Klezmephonic, Ann Arbor’s premier klezmer band, will play during KindleFest at Kerrytown December 2. The music that for centuries was the soundtrack of the celebrations of Eastern European Jews will resound at an American version of a traditional German pre-Christmas festival, held in the Irish-named shopping district of our Midwestern city. Perfect, right? Completely fitting, in fact, because European klezmer music grew out of and encompassed a great variety of regional liturgical, folk, and ethnic styles of music. Further, what we now recognize as klezmer is what resulted when music that Eastern European immigrants brought to the U.S. in the late nineteenth and early twentieth centuries interbred with American ragtime, pop, Broadway, and jazz.

Because klezmer music embodies such diverse styles, it demands great breadth and depth of training and experience. In that respect, the founding members of Klezmephonic–violinist Henrik Karapetyan, clarinetist and accordionist Will Cicola, and bassist Dave Sharp–are prototypical klezmer musicians. Between them they have many years of familiarity with classical, gypsy, folk, jazz, and many of the other musical threads that merge into klezmer. They also have the flash and virtuosity that is the hallmark of any really good klezmer band.

Karapetyan produces a gorgeous classical tone but is also at home with all the ear-popping, jaw-dropping tricks and techniques of Gypsy masters; his violin sings the haunting, melancholy melodies of the doinas (folk songs of the Romanian peasants) and races thrillingly through rapid-fire Bulgar dances. On the traditional Yiddish tune “Tumbalalaika” his tremolo pizzicato effectively transforms his violin into a Russian balalaika. Clarinetist Cicola combines equally impeccable mastery of his instrument and a similar comfort with the unique ornamentations that distinguish the klezmer sound–trills, note bends, and krekhts (which make the clarinet sound like it’s laughing). The two use the similar yet distinct sonorities of their instruments to blend seamlessly whether they play in unison or in harmony, or when they swirl around each other’s notes like improvising Dixieland players. Bassist Sharp, with his strong jazz and world music credentials, provides the harmonic underpinning and makes the rhythms swing and sway with a driving yet non-metronomic flexibility so essential to this music.

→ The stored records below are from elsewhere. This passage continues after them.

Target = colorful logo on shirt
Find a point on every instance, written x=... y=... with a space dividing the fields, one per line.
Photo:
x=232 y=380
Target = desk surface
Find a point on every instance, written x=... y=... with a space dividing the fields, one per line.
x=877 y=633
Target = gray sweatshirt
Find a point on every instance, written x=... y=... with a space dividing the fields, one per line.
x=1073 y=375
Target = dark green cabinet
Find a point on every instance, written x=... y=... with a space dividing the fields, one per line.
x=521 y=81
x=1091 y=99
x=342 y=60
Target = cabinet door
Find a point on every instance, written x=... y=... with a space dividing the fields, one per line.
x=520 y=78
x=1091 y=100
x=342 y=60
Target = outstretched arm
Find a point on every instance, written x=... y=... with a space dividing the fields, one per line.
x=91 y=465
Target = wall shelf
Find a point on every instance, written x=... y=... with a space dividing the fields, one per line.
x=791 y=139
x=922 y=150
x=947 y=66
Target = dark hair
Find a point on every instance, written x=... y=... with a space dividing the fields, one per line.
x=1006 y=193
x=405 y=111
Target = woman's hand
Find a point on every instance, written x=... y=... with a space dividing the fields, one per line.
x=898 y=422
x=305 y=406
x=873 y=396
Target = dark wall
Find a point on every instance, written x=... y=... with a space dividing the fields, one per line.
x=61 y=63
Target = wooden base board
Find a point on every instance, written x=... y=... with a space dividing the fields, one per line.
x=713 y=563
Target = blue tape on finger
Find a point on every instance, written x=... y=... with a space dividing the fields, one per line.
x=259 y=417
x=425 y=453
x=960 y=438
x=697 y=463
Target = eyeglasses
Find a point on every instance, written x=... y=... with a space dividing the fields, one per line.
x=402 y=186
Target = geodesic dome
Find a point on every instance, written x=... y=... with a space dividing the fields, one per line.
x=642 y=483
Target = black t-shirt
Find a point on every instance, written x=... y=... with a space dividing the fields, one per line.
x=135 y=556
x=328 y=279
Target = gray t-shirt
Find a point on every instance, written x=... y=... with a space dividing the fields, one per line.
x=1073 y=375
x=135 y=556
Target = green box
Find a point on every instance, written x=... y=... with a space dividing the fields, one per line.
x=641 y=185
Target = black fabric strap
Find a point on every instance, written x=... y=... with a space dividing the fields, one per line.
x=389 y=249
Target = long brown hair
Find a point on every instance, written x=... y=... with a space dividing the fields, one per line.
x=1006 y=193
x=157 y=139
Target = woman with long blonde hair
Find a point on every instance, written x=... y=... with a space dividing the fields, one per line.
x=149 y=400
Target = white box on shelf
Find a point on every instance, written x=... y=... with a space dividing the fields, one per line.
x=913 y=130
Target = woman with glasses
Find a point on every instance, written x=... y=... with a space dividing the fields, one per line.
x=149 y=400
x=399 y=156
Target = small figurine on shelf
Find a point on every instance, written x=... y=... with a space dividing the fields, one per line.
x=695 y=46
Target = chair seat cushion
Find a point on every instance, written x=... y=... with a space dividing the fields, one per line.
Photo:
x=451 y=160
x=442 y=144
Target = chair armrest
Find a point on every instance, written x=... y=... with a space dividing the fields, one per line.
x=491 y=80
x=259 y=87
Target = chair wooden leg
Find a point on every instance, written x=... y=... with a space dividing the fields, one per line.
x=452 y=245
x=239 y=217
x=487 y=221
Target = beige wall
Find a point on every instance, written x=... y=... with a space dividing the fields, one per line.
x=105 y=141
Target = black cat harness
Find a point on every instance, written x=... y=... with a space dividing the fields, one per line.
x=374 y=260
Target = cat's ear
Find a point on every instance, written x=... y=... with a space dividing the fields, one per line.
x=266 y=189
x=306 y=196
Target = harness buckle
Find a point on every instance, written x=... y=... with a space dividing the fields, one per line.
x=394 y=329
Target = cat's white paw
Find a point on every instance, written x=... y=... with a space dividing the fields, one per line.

Klezmephonic is more than adept on renditions of traditional Yiddish melodies and on the tunes of early American klezmer masters Dave Tarras and Naftule Brandwein. But they also reach into the repertoire of swing with pieces like “Utt Da Zay,” originally recorded by Cab Calloway, and works by contemporary klezmer composers, such as Adrianne Greenbaum’s beautiful waltz, “Dobriden.”

Carolyn Koebel on hand percussion and Drew Howard on guitar join the core trio at KindleFest. Klezmephonic is also at the Old Town December 28.